Enterprise investment scheme and venture capital trusts
The Government has announced a number of changes to the EIS and VCT rules. Most of these changes were included in the draft Finance Bill 2012 published in December 2011.
For EIS and VCTs, legislation has been included in the Finance Bill 2012 which will increase:
- the full-time employee limit to fewer
- than 250 (currently 50)
- the threshold of gross assets to no more than £15m immediately before investment and £16m immediately thereafter (current £7m and £8m respectively)
- the maximum annual amount that can be invested in an individual company in aggregate from EIS, VCTs and other state-aided risk capital measures to £5m (currently £2m).
Subject to state aid approval from the EU, these measures will apply for shares that are issued on or after 6 April 2012.
The amount that an individual can invest per tax year in EIS shares will also increase to £1m (currently £500,000) from 6 April 2012. This increase has already received state aid approval.
Other changes have been announced by the Government which will amend the current EIS rules for shares issued on or after 6 April 2012 by:
- relaxing the definition of when a person is connected to a company through an interest in its capital
- relaxing the definition of shares which qualify for relief (to bring this into line with the VCT rules)
- removing the £500 minimum investment limit.
For both EIS and VCT share issues on or after 6 April 2012, the following changes have been announced:
- the introduction of a 'disqualifying arrangements' test
- the acquisition of shares in another company will no longer be a qualifying use of funds raised (for VCTs this will apply to funds raised after 5 April 2012).
In addition, legislation will be amended to remove the £1m limit on investment by a VCT in a single company (except for companies in a partnership or a joint venture).
In respect of shares issued before 6 April 2012, as previously announced,
legislation has been included in the Finance Bill 2012 to prevent companies whose trade consists wholly or substantially of the receipt of feed-in tariffs (FITs) or similar subsidies from qualifying as EIS or VCT investments in cases where they did not start generating electricity before 6 April 2012. However, companies who issued EIS or VCT shares prior to 23 March 2011 will not be affected by this change. No EIS or VCT relief will be available for shares issued in such companies after 5 April 2012. This is likely to mainly affect companies generating electricity from wind farms and solar installations.

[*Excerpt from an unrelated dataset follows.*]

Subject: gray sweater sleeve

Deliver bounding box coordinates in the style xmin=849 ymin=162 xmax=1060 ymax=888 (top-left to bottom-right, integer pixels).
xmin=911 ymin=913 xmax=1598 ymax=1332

Most of the changes had been previously announced and are a welcome relaxation to the EIS and VCT rules. The measures should go some way to stimulating and boosting investment into 'smaller' companies and go towards plugging the so-called equity gap.
It should be noted that the Government originally announced that the annual aggregate venture capital funding limit per company of £2m would be increased to £10m. The 2012 Budget has only confirmed an increase of the annual investment limit to £5m, which is likely to have been the result of discussions with the EU. The overall increase is welcome, but the Government has restricted the likely impact of this change.
Seed enterprise investment scheme
Following the Government's announcement in the Autumn Statement, the Finance Bill 2012 has introduced the new seed EIS (SEIS) from 6 April 2012. The rules are summarised as follows.
- In order to qualify for the SEIS a company must be undertaking, or planning to undertake, a new business which has fewer than 25 full-time employees and gross assets of less than £200,000 at the time of the SEIS investment.
- Qualifying companies will be able to raise a total of up to £150,000 under the scheme, and funds raised must be used within three years. Once 75% of funds have been utilised, the company may raise funds under the EIS or from VCTs.
- The scheme offers up-front income tax relief of 50% for subscriptions of shares by investors of up to £100,000 (which can include directors). It should be noted that a claim for relief under SEIS may not be made until at least 70% of the money raised by the issue has been spent by the issuing company for the purposes of the qualifying business activity for which it was raised.
- The individual investor limit for SEIS will be £100,000 per tax year.
- There is also no CGT payable on the disposal of SEIS shares held for more than three years.
Furthermore, the rules provide for an exemption from CGT on gains realised from disposals of other assets in 2012/13 where the gains are reinvested through the new SEIS in the same year.
In addition to the above rules, and following recent consultation, the following changes have also been announced to the SEIS rules:
- companies can qualify even if they have subsidiaries
- eligibility is determined by reference to the age of the trade, rather than the company (any trade being carried on by the company at the date of the relevant share issue must be less than two years old at that date, whether the trade was carried on by the company or another person)
- the reference to holdings of other entities in calculating asset and employee tests has been removed
- the rules have been relaxed to allow past (but not current) employees to qualify for relief
- the rules have also been relaxed to allow directors who qualify under SEIS to continue to qualify under EIS (subject to time limits).
The new SEIS rules, and in particular the relaxations, are welcome and should be considered a positive step. However, as with the introduction of all new incentive arrangements, the take up of this scheme and benefit available to potential investors may be limited, especially given the financial limits.
The content of this article is intended to provide a general guide to the subject matter. Specialist advice should be sought about your specific circumstances.